Yes, I see the utility. You don't have to argue why this is useful.

>
> If you prefer to simply expose producer and consumer and not available
> data method though, that's ok with me. That said, it means code using
> this directly would break in the future if somehow the implementation
> changed; if we expose available data directly, we can change the
> implementation in that case and avoid the concern.

There is no way that implementation will change to the point where
there will be no producer/consumer position or their meaning will
differ. This is set in stone as far as kernel API is concerned, so I
wouldn't worry about that.


>
> I have no issue dropping RING_SIZE; I included it simply to mirror
> ringbuf_query, but if we're no longer mirroring it, then we don't need
> to keep it.
>
> > Second, this `unsigned int index` is not a good interface. There is
> > nothing in ring_buffer APIs that operates based on such an index.
> The index is the heart of the problem, and I expected there might be
> concerns about it. The issue is that right now, only struct ring_buffer
> is exposed to the user, but this struct actually contains many
> ringbuffers, with no API for referencing any particular ringbuffer.
>
> One thing we could do is expose struct ring * as an opaque type:
>
> struct ring *ring_buffer__get(struct ring_buffer *rb, unsigned int index);
> __u32 ring_buffer__count(struct ring_buffer *rb);
>
> Then individual ringbuffers could have methods like:
>
> __u64 ring__get_avail_data(struct ring *r);
> __u64 ring__get_producer_pos(struct ring *r);
> __u64 ring__get_consumer_pos(struct ring *r);
>
> And usermode could do something like this:
>
> for (i = 0; i < ring_buffer__count(rb); i++) {
>      struct ring *r = ring_buffer__get(rb);
>      avail_data = ring__get_avail_data(r);
>      /* do some logic with avail_data */
> }
>
> Because struct ring_buffer currently contains many ringbuffers, I think
> we need to add an index, either directly in these methods or by exposing
> struct ring * as an opaque type.
>
> I appreciate your response; please let me know what you think.
>

I don't really have a better proposal (I tried).
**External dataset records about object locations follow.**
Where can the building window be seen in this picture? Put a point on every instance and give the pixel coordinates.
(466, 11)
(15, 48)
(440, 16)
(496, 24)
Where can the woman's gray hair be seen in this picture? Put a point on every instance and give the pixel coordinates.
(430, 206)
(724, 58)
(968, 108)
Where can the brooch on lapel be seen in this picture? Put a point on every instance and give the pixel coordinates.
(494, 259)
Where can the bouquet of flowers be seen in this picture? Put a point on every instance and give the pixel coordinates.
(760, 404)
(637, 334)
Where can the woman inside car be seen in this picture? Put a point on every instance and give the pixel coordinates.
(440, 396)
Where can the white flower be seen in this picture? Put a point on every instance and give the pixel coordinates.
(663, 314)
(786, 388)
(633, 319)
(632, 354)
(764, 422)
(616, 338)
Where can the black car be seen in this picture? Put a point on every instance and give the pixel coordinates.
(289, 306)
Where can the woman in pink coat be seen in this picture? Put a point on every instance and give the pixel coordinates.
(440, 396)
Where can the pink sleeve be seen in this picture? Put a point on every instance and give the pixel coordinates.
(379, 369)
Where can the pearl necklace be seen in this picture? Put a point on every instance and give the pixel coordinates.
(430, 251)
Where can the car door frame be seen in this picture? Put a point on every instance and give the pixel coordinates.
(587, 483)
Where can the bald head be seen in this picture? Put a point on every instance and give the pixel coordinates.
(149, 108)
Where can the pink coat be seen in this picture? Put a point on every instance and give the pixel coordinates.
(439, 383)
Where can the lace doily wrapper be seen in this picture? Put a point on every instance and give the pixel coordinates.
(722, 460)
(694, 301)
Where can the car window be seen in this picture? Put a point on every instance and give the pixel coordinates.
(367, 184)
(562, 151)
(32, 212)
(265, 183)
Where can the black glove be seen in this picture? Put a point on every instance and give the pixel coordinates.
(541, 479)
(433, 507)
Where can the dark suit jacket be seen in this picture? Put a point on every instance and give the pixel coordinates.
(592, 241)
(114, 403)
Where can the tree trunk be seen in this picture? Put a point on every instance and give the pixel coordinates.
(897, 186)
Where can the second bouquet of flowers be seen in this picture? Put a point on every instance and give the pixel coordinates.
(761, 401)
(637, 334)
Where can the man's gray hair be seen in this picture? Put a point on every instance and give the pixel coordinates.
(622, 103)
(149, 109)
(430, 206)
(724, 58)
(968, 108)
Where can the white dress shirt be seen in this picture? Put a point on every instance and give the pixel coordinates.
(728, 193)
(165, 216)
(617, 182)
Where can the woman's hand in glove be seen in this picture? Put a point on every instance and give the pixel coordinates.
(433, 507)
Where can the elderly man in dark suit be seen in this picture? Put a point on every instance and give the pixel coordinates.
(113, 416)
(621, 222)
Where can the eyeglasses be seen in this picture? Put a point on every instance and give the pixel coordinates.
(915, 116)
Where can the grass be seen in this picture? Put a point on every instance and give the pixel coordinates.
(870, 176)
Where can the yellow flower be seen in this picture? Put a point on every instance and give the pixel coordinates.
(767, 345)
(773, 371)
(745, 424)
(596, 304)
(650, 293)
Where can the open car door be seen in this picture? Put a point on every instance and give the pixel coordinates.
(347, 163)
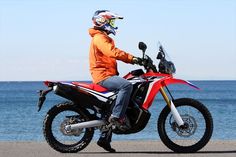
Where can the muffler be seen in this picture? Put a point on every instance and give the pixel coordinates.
(89, 124)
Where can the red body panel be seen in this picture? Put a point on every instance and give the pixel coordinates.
(164, 80)
(91, 86)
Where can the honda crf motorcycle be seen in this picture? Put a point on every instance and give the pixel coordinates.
(185, 125)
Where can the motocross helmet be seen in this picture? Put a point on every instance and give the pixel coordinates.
(105, 20)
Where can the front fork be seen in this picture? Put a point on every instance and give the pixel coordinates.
(172, 107)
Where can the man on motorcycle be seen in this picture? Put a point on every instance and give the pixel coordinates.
(103, 68)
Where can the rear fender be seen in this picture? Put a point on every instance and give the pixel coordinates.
(155, 87)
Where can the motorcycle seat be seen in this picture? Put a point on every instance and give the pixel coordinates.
(91, 86)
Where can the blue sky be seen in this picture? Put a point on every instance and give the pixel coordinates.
(48, 39)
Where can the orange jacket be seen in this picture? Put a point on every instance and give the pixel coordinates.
(103, 56)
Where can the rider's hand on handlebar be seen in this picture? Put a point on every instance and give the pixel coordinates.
(137, 60)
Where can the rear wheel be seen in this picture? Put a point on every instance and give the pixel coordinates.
(54, 128)
(196, 132)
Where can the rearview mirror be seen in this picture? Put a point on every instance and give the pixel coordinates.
(142, 46)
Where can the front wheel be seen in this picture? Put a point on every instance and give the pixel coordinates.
(54, 128)
(196, 132)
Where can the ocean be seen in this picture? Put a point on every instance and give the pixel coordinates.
(20, 121)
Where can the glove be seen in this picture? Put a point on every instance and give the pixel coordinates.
(137, 60)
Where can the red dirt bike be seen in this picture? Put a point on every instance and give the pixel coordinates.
(185, 125)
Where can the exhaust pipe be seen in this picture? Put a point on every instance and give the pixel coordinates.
(89, 124)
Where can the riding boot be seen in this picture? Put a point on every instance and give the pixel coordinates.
(105, 141)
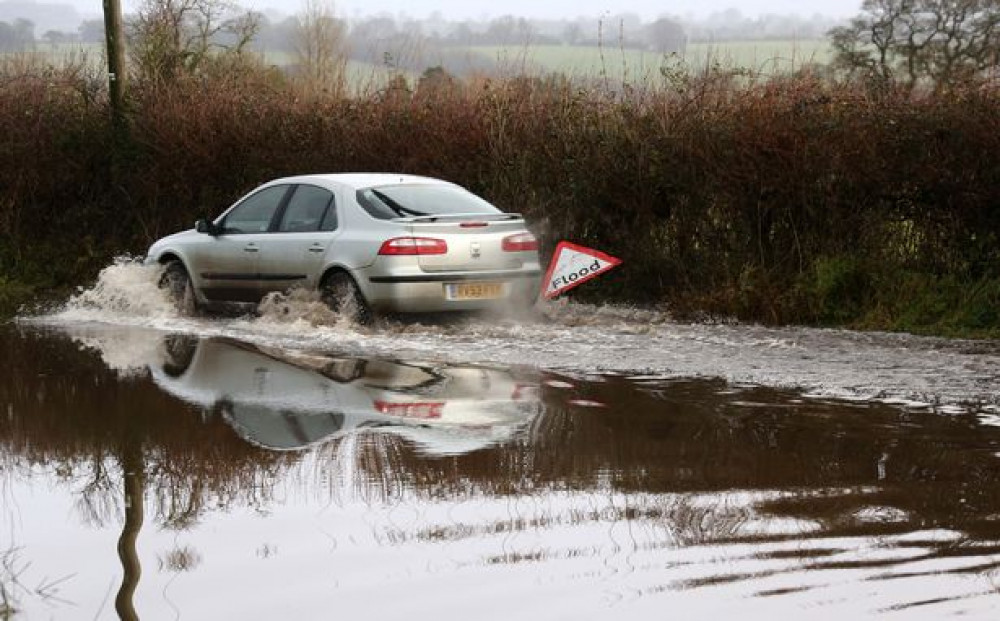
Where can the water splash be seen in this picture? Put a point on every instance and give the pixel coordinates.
(126, 289)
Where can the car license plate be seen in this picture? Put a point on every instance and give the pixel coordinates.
(474, 290)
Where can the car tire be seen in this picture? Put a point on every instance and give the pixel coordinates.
(342, 295)
(177, 283)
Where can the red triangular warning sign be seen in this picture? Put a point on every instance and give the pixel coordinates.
(573, 265)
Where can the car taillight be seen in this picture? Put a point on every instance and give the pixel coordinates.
(519, 243)
(413, 245)
(423, 410)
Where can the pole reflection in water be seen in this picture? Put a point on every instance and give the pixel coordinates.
(132, 472)
(309, 482)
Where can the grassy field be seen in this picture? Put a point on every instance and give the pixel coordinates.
(764, 57)
(617, 65)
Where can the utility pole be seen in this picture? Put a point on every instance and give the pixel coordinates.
(116, 61)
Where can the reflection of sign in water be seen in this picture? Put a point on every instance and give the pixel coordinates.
(573, 265)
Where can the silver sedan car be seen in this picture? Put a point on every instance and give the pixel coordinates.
(369, 243)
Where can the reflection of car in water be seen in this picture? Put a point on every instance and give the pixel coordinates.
(285, 400)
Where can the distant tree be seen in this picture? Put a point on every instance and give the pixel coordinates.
(172, 37)
(435, 80)
(910, 42)
(321, 46)
(665, 35)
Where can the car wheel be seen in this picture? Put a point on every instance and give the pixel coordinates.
(177, 283)
(342, 295)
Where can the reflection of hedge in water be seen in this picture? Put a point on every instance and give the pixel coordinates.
(790, 200)
(70, 413)
(938, 470)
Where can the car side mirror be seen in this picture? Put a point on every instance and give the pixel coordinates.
(204, 226)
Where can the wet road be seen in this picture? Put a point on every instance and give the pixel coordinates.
(581, 463)
(160, 468)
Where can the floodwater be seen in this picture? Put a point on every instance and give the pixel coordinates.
(582, 463)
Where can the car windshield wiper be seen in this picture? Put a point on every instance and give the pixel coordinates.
(396, 207)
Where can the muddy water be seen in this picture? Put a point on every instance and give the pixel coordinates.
(584, 463)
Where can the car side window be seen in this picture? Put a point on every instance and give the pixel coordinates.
(306, 210)
(255, 213)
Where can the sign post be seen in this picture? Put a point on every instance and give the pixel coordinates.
(574, 265)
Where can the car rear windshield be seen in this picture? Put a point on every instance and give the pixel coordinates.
(405, 201)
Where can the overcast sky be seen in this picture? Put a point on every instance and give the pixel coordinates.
(465, 9)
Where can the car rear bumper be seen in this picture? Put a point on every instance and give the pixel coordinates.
(429, 292)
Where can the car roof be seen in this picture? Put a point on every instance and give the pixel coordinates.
(357, 181)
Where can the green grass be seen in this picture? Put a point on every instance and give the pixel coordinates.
(765, 57)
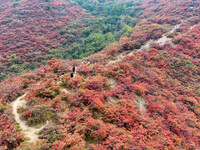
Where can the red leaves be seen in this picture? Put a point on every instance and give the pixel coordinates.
(83, 70)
Let's go with
basically what you proposed, let's just follow libbpf naming
convention to not use "get" in getters. Something like this (notice
return types):

struct ring *ring_buffer__ring(struct ring_buffer *rb, int idx);

unsigned long ring__producer_pos(const struct ring *r);
unsigned long ring__consumer_pos(const struct ring *r);
/* document that this is racy estimate */
size_t ring__avail_data_size(const struct ring *r);
size_t ring__size(const struct ring *r);
int ring__map_fd(const struct ring *r);

so we have a more-or-less complete set of getters. We can probably
also later add consume() implementation (but not poll!).
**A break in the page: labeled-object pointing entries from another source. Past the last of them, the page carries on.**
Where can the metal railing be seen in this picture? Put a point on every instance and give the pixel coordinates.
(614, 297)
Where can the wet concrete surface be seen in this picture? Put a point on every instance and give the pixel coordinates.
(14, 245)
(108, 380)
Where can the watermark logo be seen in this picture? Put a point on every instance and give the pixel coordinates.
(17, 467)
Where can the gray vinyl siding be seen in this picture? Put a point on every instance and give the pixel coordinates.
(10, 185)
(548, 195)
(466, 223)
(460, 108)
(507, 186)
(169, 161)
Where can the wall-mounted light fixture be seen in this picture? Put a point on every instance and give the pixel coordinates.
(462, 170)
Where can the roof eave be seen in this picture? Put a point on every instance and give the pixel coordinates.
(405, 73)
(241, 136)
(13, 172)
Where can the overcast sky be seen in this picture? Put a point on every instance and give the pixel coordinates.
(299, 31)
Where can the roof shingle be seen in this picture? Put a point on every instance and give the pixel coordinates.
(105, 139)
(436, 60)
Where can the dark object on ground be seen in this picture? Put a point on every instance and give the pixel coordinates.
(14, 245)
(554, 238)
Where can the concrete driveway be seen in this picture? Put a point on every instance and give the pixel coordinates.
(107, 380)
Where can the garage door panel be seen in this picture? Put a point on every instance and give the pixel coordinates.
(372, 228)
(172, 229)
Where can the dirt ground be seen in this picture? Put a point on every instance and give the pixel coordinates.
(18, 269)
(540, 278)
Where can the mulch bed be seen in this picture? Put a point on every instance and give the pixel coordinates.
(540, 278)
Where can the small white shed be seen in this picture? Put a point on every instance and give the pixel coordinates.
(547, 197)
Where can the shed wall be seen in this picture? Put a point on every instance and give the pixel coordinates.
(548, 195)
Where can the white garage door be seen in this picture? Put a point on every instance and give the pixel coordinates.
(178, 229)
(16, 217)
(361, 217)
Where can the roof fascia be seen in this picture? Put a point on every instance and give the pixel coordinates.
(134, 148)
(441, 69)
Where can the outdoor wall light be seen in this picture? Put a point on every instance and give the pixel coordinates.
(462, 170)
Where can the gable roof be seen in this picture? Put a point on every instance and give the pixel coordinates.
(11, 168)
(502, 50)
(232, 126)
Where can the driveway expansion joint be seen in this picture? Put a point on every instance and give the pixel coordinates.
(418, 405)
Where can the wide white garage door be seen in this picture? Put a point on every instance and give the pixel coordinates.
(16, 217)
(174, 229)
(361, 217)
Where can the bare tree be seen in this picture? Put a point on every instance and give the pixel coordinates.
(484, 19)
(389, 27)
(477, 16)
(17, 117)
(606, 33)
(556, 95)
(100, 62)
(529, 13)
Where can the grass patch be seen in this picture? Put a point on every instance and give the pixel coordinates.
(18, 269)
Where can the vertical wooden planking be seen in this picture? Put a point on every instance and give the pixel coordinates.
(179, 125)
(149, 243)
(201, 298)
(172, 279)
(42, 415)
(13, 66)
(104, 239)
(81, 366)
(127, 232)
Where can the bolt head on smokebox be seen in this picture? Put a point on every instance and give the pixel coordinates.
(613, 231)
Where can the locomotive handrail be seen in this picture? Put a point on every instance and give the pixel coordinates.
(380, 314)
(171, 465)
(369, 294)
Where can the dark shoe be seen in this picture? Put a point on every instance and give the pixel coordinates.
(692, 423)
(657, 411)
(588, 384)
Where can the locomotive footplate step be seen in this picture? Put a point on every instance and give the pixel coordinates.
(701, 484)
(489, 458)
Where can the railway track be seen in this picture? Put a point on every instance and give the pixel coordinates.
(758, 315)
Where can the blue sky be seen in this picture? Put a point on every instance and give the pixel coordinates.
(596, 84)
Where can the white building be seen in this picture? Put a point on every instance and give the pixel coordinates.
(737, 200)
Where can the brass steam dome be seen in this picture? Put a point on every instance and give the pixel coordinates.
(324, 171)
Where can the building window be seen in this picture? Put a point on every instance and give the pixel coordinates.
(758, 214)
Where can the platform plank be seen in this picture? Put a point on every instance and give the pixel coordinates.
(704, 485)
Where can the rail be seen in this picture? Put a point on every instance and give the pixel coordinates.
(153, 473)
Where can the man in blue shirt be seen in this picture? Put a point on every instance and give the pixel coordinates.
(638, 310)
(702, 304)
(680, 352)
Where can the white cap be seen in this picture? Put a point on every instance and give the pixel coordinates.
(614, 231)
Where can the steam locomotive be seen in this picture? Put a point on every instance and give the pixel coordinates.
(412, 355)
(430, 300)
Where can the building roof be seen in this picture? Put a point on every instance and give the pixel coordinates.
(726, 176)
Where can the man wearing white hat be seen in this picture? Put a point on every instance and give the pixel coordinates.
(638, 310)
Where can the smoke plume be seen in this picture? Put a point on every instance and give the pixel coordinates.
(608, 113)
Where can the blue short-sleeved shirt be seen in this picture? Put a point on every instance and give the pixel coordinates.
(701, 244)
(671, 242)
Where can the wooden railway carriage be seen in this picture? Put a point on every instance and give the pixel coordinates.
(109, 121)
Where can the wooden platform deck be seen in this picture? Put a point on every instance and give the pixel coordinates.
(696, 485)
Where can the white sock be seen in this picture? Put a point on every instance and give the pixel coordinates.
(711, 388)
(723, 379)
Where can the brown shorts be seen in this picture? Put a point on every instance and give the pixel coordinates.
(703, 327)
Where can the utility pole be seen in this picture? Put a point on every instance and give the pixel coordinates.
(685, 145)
Also, we'll need to decide whether returned struct ring * pointers are
invalidated on ring_buffer__add() or not. It probably would be less
error-prone if they were not, and it's easy to implement. Instead of
having `struct ring *rings` inside struct ring_buffer, we can have an
array of pointers and keep struct ring * pointers stable.

BTW, we should probably add producer/consumer pos for
user_ring_buffer, which is much more straightforward API-wise, because
it's always a single ringbuf, so no need to build extra abstractions.